La sensación de ser un extraño, de estar de paso en el pueblo, en lugar de remitir fue en aumento con el tiempo. Si el primer año pensaba que alguna vez llegaría, si no a integrarme del todo, que tampoco lo quería, sí a ser un vecino más, a medida que el tiempo fue transcurriendo, comencé, al revés, a entender que siempre sería un extraño; es decir: alguien llegado de fuera y del que lo único que se espera es que no interfiera mucho en los asuntos de la comunidad. Al fin y al cabo, ¿qué son diez meses, o un año, o media docena, en la vida de un pueblo, como Miraflores, con siglos de antigüedad? Así que pronto entendí que yo allí era un forastero. Por mucho que me dijeran, por más que el panadero o mis vecinos de colonia me trataran con respeto, incluso con cierto orgullo cuando supieron que era un pintor famoso (se enteraron por la televisión), yo comprendí que era un forastero y que siempre lo sería para ellos. Aunque ése no era el problema. El problema no era que ellos, mis vecinos de colonia y aún los del pueblo, que eran más llanos, me consideraran un forastero, sino que yo me veía también así, puesto que nada tenía que ver con ellos. Que es una forma de extranjería más sutil, pero más cierta. Así que, poco a poco, asumí mi situación y, como el que se siente lejos, me fui encerrando en mí mismo, sin que aquéllos se dieran casi ni cuenta. Debían de pensar simplemente que era raro, todo el día encerrado en mi chalet, sin apenas contacto con la gente.

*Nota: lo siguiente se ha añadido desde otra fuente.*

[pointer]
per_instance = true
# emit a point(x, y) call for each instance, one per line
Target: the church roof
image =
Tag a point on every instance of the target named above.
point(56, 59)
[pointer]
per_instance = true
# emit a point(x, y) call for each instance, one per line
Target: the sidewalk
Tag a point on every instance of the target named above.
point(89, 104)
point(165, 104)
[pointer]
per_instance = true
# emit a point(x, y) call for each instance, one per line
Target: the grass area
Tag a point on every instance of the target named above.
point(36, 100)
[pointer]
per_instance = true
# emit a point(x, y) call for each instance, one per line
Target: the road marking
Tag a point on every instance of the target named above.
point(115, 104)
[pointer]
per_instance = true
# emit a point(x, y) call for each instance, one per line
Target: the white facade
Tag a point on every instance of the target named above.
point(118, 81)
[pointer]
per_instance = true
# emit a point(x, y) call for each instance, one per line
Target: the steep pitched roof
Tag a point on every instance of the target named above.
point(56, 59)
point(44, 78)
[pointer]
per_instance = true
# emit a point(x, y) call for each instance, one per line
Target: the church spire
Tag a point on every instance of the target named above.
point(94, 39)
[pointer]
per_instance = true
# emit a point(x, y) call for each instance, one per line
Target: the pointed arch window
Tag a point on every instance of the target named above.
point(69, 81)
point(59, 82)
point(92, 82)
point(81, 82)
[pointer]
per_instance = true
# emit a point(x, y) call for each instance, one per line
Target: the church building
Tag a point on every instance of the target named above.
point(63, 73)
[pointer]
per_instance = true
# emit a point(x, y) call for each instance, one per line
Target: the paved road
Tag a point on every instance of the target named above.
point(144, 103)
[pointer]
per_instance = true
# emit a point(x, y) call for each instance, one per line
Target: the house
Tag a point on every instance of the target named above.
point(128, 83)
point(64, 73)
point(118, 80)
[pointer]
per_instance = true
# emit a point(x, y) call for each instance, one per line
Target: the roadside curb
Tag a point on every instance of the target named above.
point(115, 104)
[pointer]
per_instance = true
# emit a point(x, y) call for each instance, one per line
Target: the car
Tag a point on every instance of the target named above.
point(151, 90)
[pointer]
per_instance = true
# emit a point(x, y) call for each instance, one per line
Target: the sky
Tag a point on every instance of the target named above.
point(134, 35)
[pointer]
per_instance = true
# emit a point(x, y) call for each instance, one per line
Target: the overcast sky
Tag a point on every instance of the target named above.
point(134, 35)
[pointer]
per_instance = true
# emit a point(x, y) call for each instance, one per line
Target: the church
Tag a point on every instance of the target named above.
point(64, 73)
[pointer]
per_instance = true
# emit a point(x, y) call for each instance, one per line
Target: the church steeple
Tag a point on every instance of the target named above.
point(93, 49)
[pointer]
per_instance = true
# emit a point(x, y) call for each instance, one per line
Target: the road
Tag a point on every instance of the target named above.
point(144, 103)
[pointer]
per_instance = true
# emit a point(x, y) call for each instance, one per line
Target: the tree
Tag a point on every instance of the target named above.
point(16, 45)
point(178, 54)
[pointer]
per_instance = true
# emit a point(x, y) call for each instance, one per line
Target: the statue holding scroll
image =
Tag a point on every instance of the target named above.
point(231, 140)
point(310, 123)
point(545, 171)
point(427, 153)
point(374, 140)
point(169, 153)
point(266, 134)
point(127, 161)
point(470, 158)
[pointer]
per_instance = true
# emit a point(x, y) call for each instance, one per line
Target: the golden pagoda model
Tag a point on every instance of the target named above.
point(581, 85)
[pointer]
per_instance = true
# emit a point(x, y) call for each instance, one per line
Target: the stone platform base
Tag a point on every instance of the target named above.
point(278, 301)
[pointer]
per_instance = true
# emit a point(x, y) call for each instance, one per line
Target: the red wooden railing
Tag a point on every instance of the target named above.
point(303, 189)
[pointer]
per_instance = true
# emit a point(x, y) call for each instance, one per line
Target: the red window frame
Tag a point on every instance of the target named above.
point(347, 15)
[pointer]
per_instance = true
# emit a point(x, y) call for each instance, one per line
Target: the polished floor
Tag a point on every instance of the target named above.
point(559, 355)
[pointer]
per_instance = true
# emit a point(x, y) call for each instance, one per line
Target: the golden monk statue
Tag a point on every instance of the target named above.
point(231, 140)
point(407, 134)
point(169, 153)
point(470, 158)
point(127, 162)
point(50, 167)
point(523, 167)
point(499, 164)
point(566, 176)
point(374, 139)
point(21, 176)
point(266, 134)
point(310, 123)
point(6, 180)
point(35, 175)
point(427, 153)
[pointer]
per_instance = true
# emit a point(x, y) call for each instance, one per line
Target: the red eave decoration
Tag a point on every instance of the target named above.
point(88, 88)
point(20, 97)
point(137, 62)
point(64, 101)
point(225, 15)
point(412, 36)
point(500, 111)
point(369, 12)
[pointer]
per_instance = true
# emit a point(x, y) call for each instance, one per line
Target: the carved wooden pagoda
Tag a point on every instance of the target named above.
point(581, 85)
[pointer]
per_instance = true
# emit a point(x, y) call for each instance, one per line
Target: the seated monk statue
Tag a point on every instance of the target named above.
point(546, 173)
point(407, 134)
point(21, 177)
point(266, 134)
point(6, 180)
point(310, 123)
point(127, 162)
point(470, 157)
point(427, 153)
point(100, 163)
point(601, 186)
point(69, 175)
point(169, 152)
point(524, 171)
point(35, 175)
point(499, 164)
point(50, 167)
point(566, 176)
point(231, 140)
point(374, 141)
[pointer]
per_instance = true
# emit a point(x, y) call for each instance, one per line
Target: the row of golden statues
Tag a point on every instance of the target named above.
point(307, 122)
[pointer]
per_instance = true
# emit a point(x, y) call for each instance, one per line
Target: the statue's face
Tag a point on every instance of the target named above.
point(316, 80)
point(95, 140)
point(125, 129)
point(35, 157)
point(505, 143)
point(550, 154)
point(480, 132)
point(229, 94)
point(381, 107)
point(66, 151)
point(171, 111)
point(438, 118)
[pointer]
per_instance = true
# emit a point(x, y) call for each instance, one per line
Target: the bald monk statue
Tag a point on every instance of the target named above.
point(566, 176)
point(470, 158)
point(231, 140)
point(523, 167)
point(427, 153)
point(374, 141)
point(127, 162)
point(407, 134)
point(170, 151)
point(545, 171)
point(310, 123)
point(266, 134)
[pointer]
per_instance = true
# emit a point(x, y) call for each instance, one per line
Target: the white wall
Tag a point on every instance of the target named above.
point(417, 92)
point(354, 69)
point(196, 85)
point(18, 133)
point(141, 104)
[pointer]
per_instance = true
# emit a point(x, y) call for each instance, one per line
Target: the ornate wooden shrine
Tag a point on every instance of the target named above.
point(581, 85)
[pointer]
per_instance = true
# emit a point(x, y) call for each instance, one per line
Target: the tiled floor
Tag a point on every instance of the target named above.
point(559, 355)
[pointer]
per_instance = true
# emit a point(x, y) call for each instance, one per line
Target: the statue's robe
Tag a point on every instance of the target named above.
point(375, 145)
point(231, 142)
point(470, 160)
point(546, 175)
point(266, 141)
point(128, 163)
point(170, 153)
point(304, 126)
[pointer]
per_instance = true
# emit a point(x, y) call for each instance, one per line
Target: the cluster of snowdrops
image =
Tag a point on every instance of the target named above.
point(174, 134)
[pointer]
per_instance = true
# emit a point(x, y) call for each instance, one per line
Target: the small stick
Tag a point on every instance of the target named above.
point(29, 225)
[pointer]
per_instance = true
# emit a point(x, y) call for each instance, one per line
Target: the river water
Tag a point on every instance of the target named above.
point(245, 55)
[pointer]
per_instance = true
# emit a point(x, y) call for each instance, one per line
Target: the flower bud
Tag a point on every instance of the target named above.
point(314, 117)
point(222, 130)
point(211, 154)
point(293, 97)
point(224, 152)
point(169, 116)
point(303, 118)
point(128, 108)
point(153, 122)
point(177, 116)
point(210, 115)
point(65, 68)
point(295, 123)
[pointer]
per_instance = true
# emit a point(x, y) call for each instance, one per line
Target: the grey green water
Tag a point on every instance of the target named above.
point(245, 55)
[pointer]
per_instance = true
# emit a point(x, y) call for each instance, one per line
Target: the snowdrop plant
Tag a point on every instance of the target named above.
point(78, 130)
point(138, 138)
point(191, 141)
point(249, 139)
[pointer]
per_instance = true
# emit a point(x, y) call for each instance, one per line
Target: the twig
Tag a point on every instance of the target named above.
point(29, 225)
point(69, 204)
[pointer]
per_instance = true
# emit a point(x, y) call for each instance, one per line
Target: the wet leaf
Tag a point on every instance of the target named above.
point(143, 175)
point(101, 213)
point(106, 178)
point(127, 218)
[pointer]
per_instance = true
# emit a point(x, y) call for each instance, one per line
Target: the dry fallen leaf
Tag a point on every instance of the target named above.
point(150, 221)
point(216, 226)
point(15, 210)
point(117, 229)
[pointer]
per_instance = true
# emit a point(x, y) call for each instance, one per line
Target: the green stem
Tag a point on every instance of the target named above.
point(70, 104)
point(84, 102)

Además, ya sabían cuál era mi profesión. Una profesión que a ellos, como a mis padres cuando comencé a pintar, les debía de parecer cualquier cosa menos eso. Si acaso un divertimento para matar los ratos de aburrimiento, que allí, en la sierra, eran casi todos. Sobre todo en el invierno, cuando la lluvia y el frío encerraban a la gente en sus casas y en los bares, frente a la televisión o la chimenea, y yo ni siquiera salía entonces de la mía. Era cuando aquel lugar se me empezaba a caer encima, cuando los días se derretían como la nieve en la carretera y se fundían uno con otro sumiendo el mundo en un lienzo gris y a mí en una gran tristeza de la que cada vez me costaba más desembarazarme. Por eso, algunas mañanas, cuando me despertaba después de horas durmiendo, era incapaz de volver al mundo, que era una mancha apenas de niebla tras la ventana.

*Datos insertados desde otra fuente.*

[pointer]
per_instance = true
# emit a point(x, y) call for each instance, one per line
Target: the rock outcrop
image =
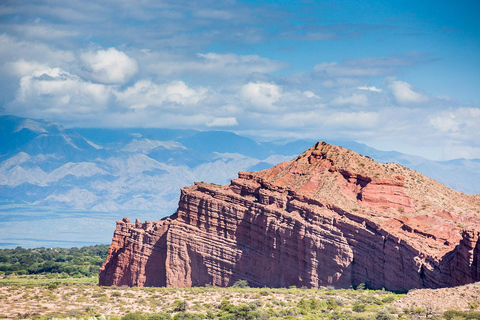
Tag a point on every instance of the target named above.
point(328, 217)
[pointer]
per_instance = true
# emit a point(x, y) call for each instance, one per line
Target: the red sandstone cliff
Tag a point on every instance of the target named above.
point(328, 217)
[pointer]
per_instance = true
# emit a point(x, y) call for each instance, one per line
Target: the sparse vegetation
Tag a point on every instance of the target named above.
point(75, 262)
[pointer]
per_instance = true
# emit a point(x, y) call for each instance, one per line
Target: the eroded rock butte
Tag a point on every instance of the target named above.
point(328, 217)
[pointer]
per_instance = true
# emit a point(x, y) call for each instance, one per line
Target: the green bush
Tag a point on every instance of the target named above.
point(383, 315)
point(133, 316)
point(359, 308)
point(179, 305)
point(240, 284)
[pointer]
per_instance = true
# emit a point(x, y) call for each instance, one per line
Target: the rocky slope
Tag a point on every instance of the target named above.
point(328, 217)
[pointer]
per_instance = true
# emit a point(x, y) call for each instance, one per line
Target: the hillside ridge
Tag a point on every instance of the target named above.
point(328, 217)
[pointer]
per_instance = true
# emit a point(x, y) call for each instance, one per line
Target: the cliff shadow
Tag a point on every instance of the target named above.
point(155, 267)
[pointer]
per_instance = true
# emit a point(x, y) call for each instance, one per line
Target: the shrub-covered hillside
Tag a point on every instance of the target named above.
point(85, 261)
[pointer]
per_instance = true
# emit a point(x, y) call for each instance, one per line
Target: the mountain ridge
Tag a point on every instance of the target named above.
point(328, 217)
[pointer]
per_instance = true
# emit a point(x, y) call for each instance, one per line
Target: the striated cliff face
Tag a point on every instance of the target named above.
point(328, 217)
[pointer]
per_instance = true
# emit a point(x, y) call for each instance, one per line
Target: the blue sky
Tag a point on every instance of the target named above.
point(402, 75)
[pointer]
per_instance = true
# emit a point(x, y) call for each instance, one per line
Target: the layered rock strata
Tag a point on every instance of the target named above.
point(328, 217)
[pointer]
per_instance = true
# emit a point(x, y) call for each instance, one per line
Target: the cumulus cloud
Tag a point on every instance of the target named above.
point(109, 66)
point(404, 94)
point(363, 67)
point(225, 66)
point(145, 93)
point(260, 95)
point(372, 88)
point(355, 99)
point(53, 91)
point(222, 122)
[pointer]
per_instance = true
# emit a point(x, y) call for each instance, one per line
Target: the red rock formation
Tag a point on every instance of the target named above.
point(328, 217)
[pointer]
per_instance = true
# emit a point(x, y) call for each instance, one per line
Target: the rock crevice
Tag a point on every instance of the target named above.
point(328, 217)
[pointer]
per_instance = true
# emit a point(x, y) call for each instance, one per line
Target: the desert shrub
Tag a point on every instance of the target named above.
point(332, 304)
point(383, 315)
point(359, 307)
point(361, 286)
point(388, 299)
point(240, 284)
point(133, 316)
point(188, 316)
point(52, 286)
point(179, 305)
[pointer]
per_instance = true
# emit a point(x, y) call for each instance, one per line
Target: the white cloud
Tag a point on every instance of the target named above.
point(55, 91)
point(458, 121)
point(222, 122)
point(352, 120)
point(372, 88)
point(110, 66)
point(146, 93)
point(260, 94)
point(404, 94)
point(445, 123)
point(226, 67)
point(310, 94)
point(355, 99)
point(23, 68)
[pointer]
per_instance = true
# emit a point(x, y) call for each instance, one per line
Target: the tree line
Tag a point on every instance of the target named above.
point(76, 262)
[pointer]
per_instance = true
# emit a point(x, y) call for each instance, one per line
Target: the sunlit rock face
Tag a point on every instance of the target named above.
point(328, 217)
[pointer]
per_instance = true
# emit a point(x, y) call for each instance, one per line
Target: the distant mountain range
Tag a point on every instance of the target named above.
point(45, 165)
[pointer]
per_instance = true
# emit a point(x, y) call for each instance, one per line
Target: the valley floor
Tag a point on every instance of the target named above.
point(41, 297)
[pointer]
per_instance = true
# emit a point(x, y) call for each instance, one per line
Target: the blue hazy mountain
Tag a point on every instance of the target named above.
point(45, 165)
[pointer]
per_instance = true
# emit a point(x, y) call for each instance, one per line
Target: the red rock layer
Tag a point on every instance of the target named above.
point(318, 220)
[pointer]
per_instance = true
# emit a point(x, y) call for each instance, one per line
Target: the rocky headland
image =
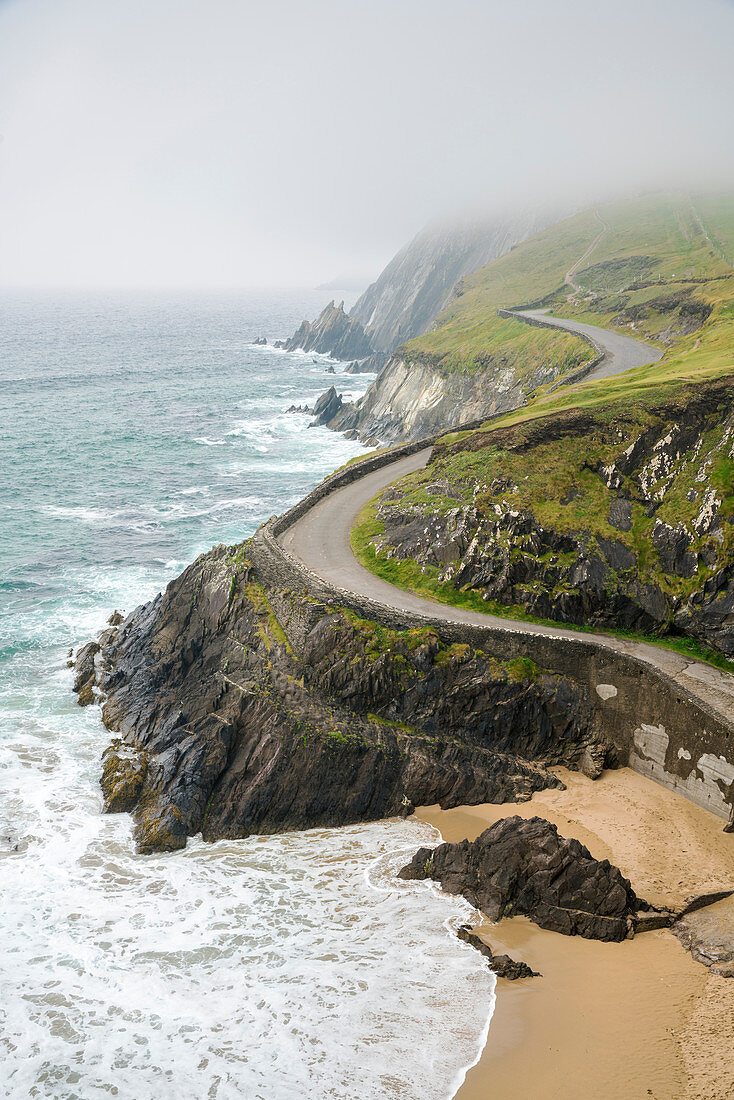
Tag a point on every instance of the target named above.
point(243, 710)
point(523, 866)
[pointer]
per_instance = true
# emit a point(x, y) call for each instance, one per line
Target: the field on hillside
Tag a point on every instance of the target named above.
point(610, 502)
point(653, 272)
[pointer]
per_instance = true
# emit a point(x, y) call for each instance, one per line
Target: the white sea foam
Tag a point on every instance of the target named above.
point(272, 967)
point(264, 968)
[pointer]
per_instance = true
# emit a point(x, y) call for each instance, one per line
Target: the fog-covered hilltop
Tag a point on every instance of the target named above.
point(414, 287)
point(409, 294)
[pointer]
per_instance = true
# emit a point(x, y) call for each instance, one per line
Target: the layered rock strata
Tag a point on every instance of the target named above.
point(242, 710)
point(331, 333)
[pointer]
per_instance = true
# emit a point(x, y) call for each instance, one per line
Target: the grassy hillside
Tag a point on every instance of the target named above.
point(653, 272)
point(611, 502)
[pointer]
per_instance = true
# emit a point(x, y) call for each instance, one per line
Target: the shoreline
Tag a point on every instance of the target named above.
point(637, 1019)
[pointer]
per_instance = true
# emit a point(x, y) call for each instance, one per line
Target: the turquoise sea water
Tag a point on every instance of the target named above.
point(134, 433)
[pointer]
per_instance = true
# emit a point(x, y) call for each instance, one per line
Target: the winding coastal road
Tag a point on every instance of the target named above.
point(621, 353)
point(321, 540)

Esos días, ni siquiera la pintura era capaz de ponerme en pie. La que ya era mi único entretenimiento, la que constituía ahora mi única compañía junto con el fiel Lutero (al que también le costaba levantarse muchos días de su sitio: una toalla extendida junto al fuego), la única actividad que me interesaba desde hacía mucho tampoco podía ya ayudarme a superar la depresión que me producía, al despertarme cada mañana, descubrir que el invierno seguía fuera, inmóvil con una mancha tras los cristales de la galería.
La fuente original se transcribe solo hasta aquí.